O diplomata recém-aposentado assumiu um cargo de consultor na NSO em 2019, aconselhando sobre questões de direitos humanos, logo após deixar seu posto como embaixador da França em Washington durante os anos tumultuados da presidência de Donald Trump.

"Eu aceitei porque me interessava. Era um mundo novo (para mim)", disse Araud, que também foi embaixador da França em Israel no início dos anos 2000, à AFP por telefone.

Nos escritórios da NSO, descobriu o ambiente típico de uma start-up de tecnologia: equipes de programadores "todos com entre 25 e 30 anos, de chinelos, camisetas pretas e detentores de um doutorado em ciência da computação. Todos votam na esquerda, é claro".

Sua missão de um ano, começando em setembro de 2019, na companhia de dois outros consultores externos americanos, era examinar como a empresa poderia melhorar seu balanço em termos de direitos humanos.

A empresa foi comprada em 2019 pelo grupo londrino Novalpina, que contratou Araud para fornecer recomendações para tornar os procedimentos de segurança "mais rigorosos e um pouco mais sistemáticos", segundo ele.

"Mossad e CIA"

Desde segunda-feira, um consórcio de meios de comunicação, incluindo Washington Post, Guardian e Le Monde, revelou supostas falhas nesses procedimentos.

As organizações Forbidden Stories e Anistia Internacional obtiveram uma lista de 50 mil números de telefone, selecionados pelos clientes da NSO desde 2016 para serem potencialmente monitorados, e transmitiram ao consórcio de 17 meios de comunicação.

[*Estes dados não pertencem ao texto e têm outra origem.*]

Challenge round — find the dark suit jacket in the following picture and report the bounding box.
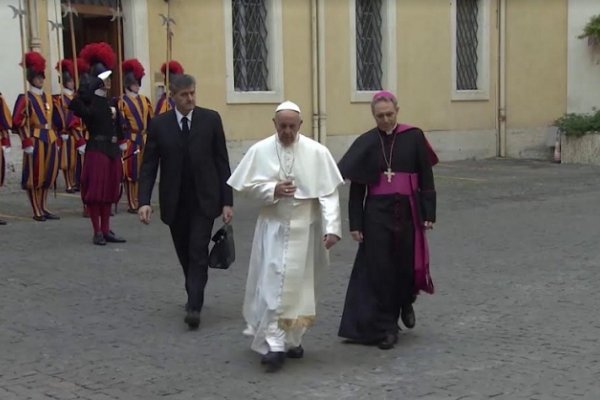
[138,106,233,225]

O grupo NSO negou a existência da lista, que incluiria ativistas de direitos humanos, jornalistas, políticos da oposição e até líderes mundiais.

O Pegasus é considerado uma das mais poderosas ferramentas de espionagem de telefones celulares disponíveis, tornando mais fácil para os clientes lerem secretamente todas as mensagens de um alvo, rastrear sua localização e até mesmo ativar sua câmera e microfone remotamente.

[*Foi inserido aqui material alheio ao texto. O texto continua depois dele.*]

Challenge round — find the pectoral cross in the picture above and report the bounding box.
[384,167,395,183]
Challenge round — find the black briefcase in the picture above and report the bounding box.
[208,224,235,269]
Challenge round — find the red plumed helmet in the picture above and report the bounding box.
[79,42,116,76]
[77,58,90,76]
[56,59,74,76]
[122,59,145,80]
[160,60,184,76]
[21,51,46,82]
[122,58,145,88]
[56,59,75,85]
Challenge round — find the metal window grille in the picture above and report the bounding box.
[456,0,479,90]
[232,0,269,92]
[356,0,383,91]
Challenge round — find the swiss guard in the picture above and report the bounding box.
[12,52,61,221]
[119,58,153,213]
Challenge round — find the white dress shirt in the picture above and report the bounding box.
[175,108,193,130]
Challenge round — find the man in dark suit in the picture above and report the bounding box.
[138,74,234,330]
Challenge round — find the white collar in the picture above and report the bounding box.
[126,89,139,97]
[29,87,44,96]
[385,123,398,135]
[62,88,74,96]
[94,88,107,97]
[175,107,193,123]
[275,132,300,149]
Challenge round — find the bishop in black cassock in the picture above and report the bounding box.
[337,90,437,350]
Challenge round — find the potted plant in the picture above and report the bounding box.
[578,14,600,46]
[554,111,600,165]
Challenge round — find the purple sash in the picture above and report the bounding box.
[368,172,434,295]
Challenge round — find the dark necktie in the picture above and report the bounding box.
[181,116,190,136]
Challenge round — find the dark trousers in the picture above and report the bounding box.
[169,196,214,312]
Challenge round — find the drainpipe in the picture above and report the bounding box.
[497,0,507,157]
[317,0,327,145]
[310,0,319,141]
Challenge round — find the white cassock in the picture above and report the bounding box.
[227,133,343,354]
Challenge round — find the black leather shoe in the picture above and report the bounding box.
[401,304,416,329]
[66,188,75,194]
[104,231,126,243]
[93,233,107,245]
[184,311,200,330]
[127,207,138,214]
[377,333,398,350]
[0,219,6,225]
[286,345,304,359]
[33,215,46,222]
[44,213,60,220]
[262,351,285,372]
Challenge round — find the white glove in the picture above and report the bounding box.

Sua exportação é regulada "como uma venda de armas", explica Araud. A NSO deve buscar a aprovação do governo israelense para vendê-lo, e os Estados clientes devem assinar um contrato comercial que estipula como o produto será usado.

Os clientes deveriam fazer uso do Pegasus apenas para combater o crime organizado ou o terrorismo, segundo o argumento comercial da empresa, mas "enxergávamos bem todos os desvios possíveis, pelos quais a empresa não era responsável", frisa.

Araud não acredita que a companhia dispunha dos meios para verificar o real uso do seu programa. Para ele, o único instrumento que a empresa tinha após a venda do Pegasus era não propor atualizações do programa aos clientes caso se comprovasse que violavam os termos do contrato.

E está convencido de que o grupo NSO trabalhava com os serviços secretos israelenses do Mossad, e talvez com a CIA.

Segundo ele, três americanos que faziam parte do conselho consultivo do grupo mantinham relações com a agência de inteligência americana, e a empresa afirmou que sua tecnologia não poderia ser utilizada para grampear números de telefone nos Estados Unidos.

"Havia essa pergunta sobre a presença do Mossad ou da CIA. Pensava que eram os dois, mas não tinha provas. Mas acho que o Mossad e a CIA estão por trás" e que os serviços de segurança "poderiam monitorar a implantação de Pegasus e, eventualmente, os dados coletados".

Israel negou ter acesso às informações do Pegasus.